Depuis février 2021, Katayoune Panahi est directrice de SNCF Immobilier qui assure pour les cinq sociétés du groupe les missions de : facility management tertiaire, la gestion et l’optimisation immobilière du parc d’exploitation, l’aménagement et la valorisation des biens fonciers et immobiliers non utiles au système ferroviaire avec notamment sa filiale d’aménagement et de promotion immobilière Espaces Ferroviaires, et celle d’opérateur du logement et de bailleur social avec sa filiale ICF Habitat, et son patrimoine de près de 100 000 logements (dont 85% de logements sociaux).
SNCF Immobilier comprend sept directions immobilières territoriales qui travaillent avec les acteurs locaux sur l’ensemble du territoire national.
Chroniques d’architecture – Les transports en commun en général, le train et la SNCF en particulier, sont au cœur des enjeux environnementaux et leur développement apparaît comme une évidence. Vérité révélée ou vérité avérée ?
Katayoune Panahi – Le chemin de fer a permis de recomposer le territoire français, le train réduisant considérablement les distances et les délais de parcours. Nous ambitionnons de poursuivre ce travail d’accompagnement des transformations de la société. Nous le faisons sans doute davantage encore aujourd’hui, dans un contexte de crise sanitaire doublée d’une crise climatique qui se conjugue maintenant à une crise énergétique mondiale.
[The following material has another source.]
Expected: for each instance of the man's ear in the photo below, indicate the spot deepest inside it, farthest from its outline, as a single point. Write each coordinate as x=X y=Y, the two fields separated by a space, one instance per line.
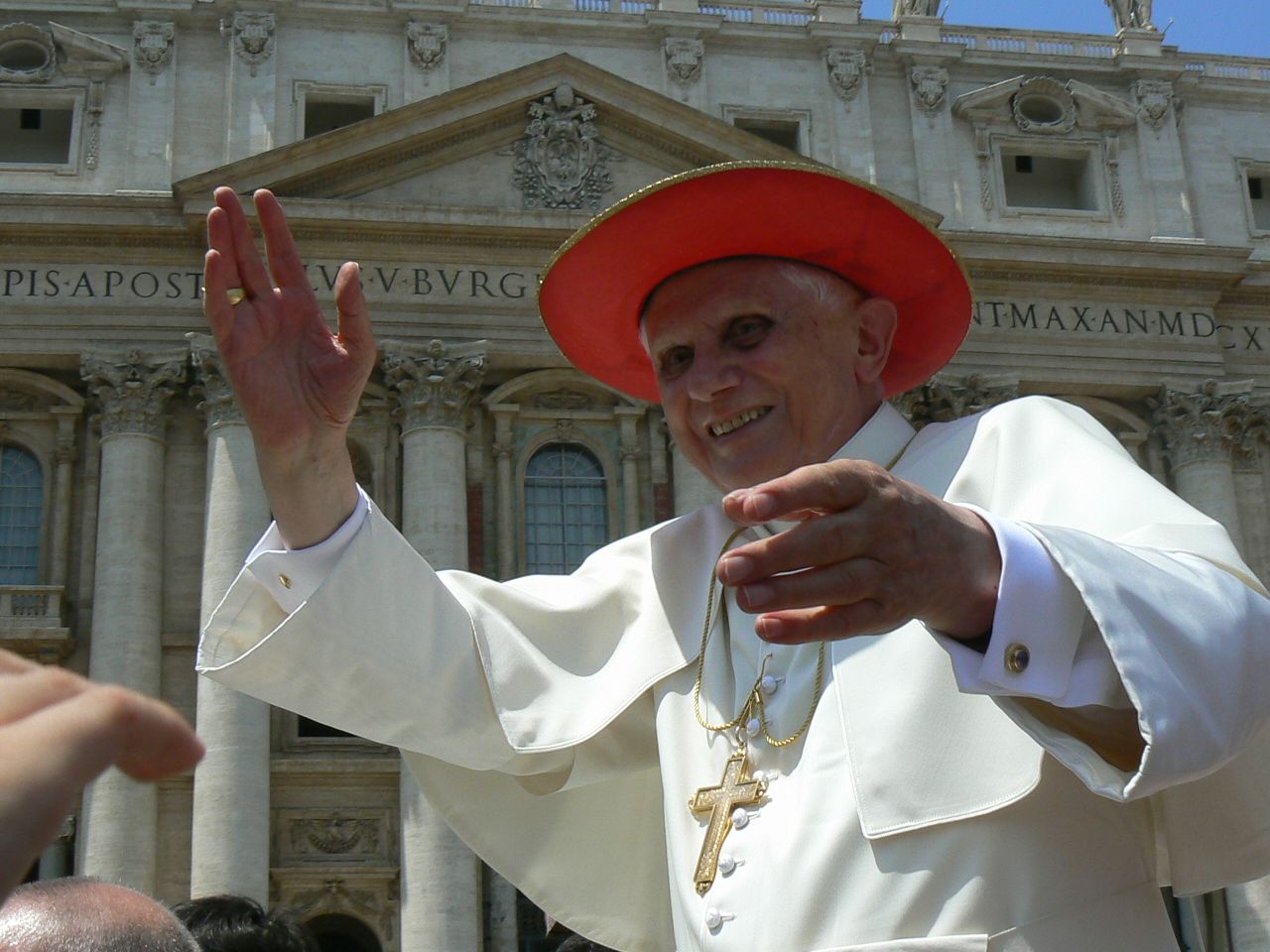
x=876 y=320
Nous le faisons car, sur le volet « Transports », le train est intrinsèquement l’un des modes de transport les plus écologiques qui soit.
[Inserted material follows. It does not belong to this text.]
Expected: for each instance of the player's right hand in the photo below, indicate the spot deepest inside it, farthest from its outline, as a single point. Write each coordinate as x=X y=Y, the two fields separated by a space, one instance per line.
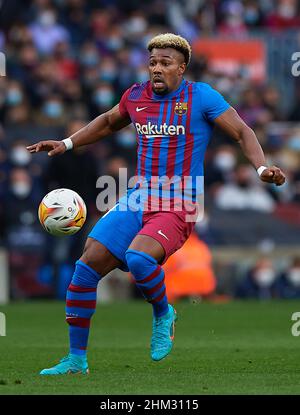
x=53 y=147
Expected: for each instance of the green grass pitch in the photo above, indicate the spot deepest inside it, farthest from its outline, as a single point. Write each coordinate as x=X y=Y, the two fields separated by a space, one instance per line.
x=233 y=348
Quelques données pour étayer cette affirmation. Un trajet par le train émet 50 fois moins de CO² que le même trajet en voiture et lorsqu’une tonne de marchandise est transportée par le fret, elle émet neuf fois moins de CO² que si la même tonne était transportée par la route. Pourtant, malgré ces données incontestables, le fer ne représente que 10% des modes de transport, contre 85% pour la route. Au sein du groupe SNCF, notre ambition est donc de doubler cette barre de 10%, en la faisant passer à 20%, en captant 10 points de la part modale routière vers le fer.
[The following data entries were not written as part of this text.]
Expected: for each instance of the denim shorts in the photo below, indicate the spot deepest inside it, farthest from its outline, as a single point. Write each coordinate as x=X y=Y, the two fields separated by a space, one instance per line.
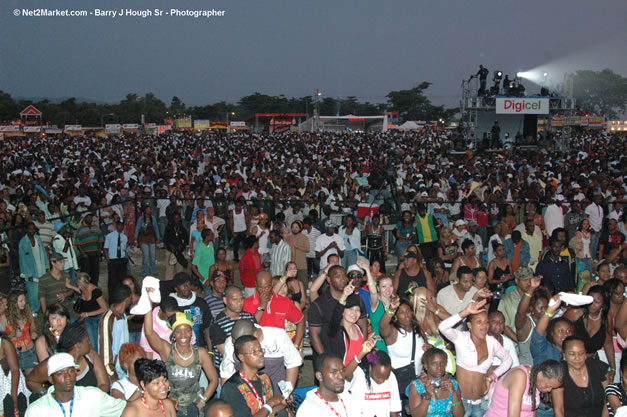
x=476 y=408
x=27 y=359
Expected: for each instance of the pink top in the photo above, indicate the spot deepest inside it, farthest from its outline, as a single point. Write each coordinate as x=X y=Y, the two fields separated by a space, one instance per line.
x=162 y=330
x=353 y=347
x=467 y=352
x=500 y=399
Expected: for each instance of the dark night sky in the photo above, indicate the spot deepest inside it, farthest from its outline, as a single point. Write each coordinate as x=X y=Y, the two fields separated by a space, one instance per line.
x=345 y=48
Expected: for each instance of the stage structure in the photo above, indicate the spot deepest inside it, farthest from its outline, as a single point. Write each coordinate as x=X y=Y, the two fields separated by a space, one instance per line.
x=524 y=115
x=346 y=123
Vendredi 24 février 2023, le Conseil d’orientation des infrastructures (COI) a remis au gouvernement un rapport faisant des propositions d’investissements dans la mobilité et les transports pour la période 2023-2042. À cette occasion, la Première ministre, Elisabeth Borne, a annoncé un « plan d’avenir pour les transports » qui sera précisé d’ici l’été. Il prévoira de l’ordre de 100 milliards d’euros d’investissements dans le ferroviaire d’ici 2040.
Vous dirigez SNCF Immobilier. Comment le foncier et l’immobilier contribuent-ils à ce projet, à cette stratégie ?
SNCF Immobilier est un contributeur essentiel du fait de l’étendue de son patrimoine foncier – deuxième propriétaire foncier de France après l’État – et s’appuie sur ce patrimoine considérablement étendu et, surtout, extrêmement bien situé à proximité des gares.
Cela signifie qu’à chaque fois que nous sommes amenés à transformer une ancienne friche ferroviaire proche d’une gare en nouveau quartier agréable à vivre et présentant toutes les aménités contemporaines, nous concentrons les habitats, l’activité humaine, les commerces, les équipements, les bureaux, etc. Nous les concentrons dans le quartier autour de la gare, favorisant ainsi l’accès au train, plus pratique quand on habite ou travaille non loin d’une gare. Notre activité immobilière favorise donc des modes de transports décarbonés.
De plus, ces quartiers transformés à proximité des gares concentrent non seulement les activités humaines mais, par ailleurs conçus également autour de pôles d’échanges multimodaux, ils permettent aux habitants des zones pavillonnaires éloignées des transports, tributaires de l’usage de leur véhicule, de pouvoir venir en véhicule jusqu’à la gare, d’y stationner et ensuite de pouvoir accéder au train. Le débat sur la ville dense versus les zones pavillonnaires est aussi le débat sur les transports. De ce point de vue, le foncier de la SNCF présente un atout écologique, environnemental et social indéniable.
Le deuxième atout de notre foncier ferroviaire est qu’il est très largement imperméabilisé, voire très pollué. En guise de quoi, à chaque fois que nous transformons ces anciennes friches ferroviaires, nous redonnons vie et un nouvel usage à un terrain déjà artificialisé. Nous œuvrons dans le sens du ZAN (zéro artificialisation nette) proposé par la loi Climat et Résilience [de juillet 2021] en allant même plus loin puisque nous re-perméabilisons le sol et replantons de la végétation en pleine terre, ce qui est doublement vertueux en favorisant la biodiversité et la lutte contre les îlots de chaleur en cœur de ville.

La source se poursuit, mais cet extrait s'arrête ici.